Let $X$ be a Banach space and $U,V$ complementary subspaces. Let $A: U \to U, B: V \to V$ be continuous and let $T(x) = (A \oplus B)(u \oplus v)= A(u) \oplus B(v)$.
Does it hold that $\|T\| \le \|A \| + \|B\|$?
Let $X$ be a Banach space and $U,V$ complementary subspaces. Let $A: U \to U, B: V \to V$ be continuous and let $T(x) = (A \oplus B)(u \oplus v)= A(u) \oplus B(v)$.
Does it hold that $\|T\| \le \|A \| + \|B\|$?
Not necessarily. $\lVert T\rVert$ can be bounded by $C(\lVert A\rVert + \lVert B\rVert)$, but the constant cannot always be chosen as $1$, it depends on how $U$ and $V$ lie relative to each other.
We can create a situation where the constant must be large even in $\mathbb{R}^2$ with the Euclidean norm.
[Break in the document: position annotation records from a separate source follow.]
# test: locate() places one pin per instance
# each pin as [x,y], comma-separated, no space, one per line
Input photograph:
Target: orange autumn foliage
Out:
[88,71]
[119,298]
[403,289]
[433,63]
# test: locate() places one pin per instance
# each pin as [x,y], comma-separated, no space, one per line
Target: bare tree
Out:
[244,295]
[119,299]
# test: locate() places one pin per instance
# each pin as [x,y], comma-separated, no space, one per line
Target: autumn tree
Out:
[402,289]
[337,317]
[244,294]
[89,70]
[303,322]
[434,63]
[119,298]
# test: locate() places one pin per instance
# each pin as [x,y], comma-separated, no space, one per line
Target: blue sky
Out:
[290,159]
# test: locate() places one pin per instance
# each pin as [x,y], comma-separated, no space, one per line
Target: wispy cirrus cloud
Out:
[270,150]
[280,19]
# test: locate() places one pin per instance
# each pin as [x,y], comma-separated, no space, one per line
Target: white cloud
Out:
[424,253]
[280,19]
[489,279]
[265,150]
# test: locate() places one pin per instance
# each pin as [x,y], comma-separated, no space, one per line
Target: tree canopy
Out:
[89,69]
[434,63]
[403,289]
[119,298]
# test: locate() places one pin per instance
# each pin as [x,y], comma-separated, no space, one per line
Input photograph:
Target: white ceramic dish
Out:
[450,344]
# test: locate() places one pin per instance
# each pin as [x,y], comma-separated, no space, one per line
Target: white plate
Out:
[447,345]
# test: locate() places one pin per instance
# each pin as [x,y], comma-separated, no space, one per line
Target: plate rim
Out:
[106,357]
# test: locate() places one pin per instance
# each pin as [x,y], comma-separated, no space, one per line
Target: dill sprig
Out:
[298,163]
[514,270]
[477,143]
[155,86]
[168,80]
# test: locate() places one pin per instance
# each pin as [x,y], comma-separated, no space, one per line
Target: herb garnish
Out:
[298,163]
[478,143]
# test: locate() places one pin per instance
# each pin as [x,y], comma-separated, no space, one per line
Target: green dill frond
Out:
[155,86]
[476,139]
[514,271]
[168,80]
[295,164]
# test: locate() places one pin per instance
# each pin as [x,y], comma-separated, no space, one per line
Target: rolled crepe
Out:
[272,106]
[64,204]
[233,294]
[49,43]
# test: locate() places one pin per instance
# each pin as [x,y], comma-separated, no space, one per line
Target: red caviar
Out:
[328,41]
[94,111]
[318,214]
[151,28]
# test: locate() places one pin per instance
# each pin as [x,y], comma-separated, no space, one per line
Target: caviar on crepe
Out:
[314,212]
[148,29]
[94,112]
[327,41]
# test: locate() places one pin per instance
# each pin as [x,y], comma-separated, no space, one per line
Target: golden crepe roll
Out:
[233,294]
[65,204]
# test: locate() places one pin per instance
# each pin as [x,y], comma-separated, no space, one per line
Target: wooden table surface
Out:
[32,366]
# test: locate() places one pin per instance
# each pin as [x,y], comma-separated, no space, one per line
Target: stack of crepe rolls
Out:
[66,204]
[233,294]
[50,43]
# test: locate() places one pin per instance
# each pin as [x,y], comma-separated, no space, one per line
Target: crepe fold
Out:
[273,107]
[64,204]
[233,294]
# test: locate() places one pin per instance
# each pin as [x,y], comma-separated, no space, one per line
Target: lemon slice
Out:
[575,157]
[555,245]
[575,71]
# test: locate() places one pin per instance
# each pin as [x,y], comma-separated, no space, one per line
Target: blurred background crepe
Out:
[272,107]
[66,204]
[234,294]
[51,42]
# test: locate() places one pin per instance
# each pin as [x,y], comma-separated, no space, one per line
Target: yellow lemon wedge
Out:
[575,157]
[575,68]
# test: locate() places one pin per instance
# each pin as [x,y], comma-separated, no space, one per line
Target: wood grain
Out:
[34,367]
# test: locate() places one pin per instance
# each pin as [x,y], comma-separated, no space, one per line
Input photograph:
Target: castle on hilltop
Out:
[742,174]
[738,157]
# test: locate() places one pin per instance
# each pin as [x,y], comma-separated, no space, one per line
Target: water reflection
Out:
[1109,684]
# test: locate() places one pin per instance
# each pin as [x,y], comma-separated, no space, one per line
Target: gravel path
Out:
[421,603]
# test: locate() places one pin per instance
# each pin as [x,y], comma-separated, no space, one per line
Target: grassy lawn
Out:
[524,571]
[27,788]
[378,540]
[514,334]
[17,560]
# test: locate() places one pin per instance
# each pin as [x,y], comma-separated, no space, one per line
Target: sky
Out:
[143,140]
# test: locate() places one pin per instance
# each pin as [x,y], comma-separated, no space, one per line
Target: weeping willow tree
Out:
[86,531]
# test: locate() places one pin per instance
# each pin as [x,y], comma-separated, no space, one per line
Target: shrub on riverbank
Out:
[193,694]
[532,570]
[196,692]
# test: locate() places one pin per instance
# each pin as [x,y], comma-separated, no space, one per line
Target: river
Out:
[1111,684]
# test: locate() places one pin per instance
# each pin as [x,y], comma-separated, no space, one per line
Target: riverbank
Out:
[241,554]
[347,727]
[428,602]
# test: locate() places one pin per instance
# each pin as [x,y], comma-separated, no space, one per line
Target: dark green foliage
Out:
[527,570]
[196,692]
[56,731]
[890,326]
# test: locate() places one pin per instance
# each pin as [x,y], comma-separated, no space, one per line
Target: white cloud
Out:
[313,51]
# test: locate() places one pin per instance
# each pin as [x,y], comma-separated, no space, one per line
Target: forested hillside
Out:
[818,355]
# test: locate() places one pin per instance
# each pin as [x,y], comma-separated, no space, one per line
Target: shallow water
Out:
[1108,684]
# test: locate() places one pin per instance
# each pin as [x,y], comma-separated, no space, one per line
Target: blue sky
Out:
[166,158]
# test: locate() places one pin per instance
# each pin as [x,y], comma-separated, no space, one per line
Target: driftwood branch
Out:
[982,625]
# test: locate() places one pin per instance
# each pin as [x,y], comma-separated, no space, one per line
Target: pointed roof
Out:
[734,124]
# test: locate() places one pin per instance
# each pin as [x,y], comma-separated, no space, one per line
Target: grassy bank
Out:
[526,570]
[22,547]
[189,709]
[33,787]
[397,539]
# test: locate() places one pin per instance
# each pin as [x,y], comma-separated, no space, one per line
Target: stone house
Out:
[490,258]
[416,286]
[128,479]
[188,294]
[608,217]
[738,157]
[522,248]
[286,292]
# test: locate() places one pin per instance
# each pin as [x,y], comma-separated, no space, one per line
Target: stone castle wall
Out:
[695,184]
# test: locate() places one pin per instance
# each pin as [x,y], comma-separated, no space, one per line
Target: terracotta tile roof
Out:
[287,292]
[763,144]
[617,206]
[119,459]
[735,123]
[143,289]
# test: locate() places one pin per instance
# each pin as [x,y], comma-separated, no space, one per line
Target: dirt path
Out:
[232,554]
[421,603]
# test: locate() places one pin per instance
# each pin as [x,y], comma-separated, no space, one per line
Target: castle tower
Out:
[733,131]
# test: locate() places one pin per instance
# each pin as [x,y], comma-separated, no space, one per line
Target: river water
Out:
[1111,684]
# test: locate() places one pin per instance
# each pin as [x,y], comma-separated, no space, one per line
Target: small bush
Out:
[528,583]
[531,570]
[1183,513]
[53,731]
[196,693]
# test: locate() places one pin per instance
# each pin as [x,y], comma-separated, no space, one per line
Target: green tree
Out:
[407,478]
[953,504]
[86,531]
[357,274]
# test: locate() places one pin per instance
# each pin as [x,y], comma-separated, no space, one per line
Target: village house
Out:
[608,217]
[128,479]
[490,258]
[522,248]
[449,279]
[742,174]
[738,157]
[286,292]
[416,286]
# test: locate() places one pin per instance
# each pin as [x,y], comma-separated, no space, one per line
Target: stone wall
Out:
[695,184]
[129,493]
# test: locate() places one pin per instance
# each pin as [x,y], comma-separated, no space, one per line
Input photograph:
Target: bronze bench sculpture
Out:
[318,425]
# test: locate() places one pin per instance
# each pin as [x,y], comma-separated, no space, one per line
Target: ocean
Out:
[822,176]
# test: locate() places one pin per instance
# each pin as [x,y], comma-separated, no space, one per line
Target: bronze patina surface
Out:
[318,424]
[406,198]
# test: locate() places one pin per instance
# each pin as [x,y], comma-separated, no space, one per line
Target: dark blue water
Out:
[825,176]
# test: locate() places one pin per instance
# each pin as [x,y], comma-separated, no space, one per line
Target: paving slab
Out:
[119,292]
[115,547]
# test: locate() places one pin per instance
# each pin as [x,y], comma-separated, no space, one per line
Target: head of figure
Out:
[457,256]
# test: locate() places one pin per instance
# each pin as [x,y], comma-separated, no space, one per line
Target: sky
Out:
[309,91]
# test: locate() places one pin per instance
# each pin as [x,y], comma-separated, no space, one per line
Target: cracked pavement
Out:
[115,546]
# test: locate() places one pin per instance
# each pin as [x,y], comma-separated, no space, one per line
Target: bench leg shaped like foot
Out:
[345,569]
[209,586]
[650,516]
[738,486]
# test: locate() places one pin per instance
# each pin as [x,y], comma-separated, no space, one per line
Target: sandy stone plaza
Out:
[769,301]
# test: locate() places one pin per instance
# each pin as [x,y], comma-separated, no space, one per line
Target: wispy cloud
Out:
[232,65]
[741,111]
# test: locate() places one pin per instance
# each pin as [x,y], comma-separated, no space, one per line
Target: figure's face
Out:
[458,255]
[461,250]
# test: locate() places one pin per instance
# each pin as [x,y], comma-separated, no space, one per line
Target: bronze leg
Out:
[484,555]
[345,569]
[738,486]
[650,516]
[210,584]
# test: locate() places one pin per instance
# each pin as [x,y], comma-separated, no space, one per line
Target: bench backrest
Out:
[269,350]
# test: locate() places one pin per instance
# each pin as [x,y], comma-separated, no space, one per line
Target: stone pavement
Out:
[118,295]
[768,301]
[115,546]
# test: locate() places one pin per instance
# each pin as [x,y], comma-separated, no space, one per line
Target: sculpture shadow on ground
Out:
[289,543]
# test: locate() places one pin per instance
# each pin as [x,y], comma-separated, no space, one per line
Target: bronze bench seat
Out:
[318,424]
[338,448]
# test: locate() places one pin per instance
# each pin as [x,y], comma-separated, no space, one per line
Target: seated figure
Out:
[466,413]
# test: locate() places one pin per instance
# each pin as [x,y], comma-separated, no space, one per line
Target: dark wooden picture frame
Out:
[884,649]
Let $U = \mathbb{R}\cdot (1,0)$ and $A = \operatorname{id}_U$, and $V = \mathbb{R}\cdot (\cos\varphi,\sin\varphi)$ with $B = -\operatorname{id}_V$ where $0 < \varphi < \pi$. Then
$$\begin{align} (0,1) &= -\cot\varphi\cdot (1,0) + \frac{1}{\sin\varphi}(\cos\varphi,\sin\varphi)\\ &\mapsto -\cot\varphi\cdot (1,0) - \frac{1}{\sin\varphi}(\cos\varphi,\sin\varphi)\\ &= \left(-2\cot\varphi,-1\right) \end{align}$$
and $\lVert T\rVert \geqslant \sqrt{1+4\cot^2\varphi}$ becomes arbitrarily large for $\varphi\to 0$ (or $\varphi\to \pi$).
Yet another proof:
To show that $T$ is continuous if $A,B$ are one can use that a map $T$ is closed if given $x_n \to x \in X$ then $Tx_n \to Tx$.
Note that since $X = U \oplus V$ we have $x_n = u_n \oplus v_n$. Let $u = \lim u_n$ and $v= \lim v_n$. Since $A,B$ are continuous, $Au_n \to Au$ and $Bv_n \to Bv$ and since $U,V$ are closed it follows that $Au \in U$ and $Bv \in V$. Hence $$ Au_n \oplus Bv_n \to Au \oplus Bv$$ which is the same as $$ T(x_n) \to Tx$$ hence $T$ is continuous.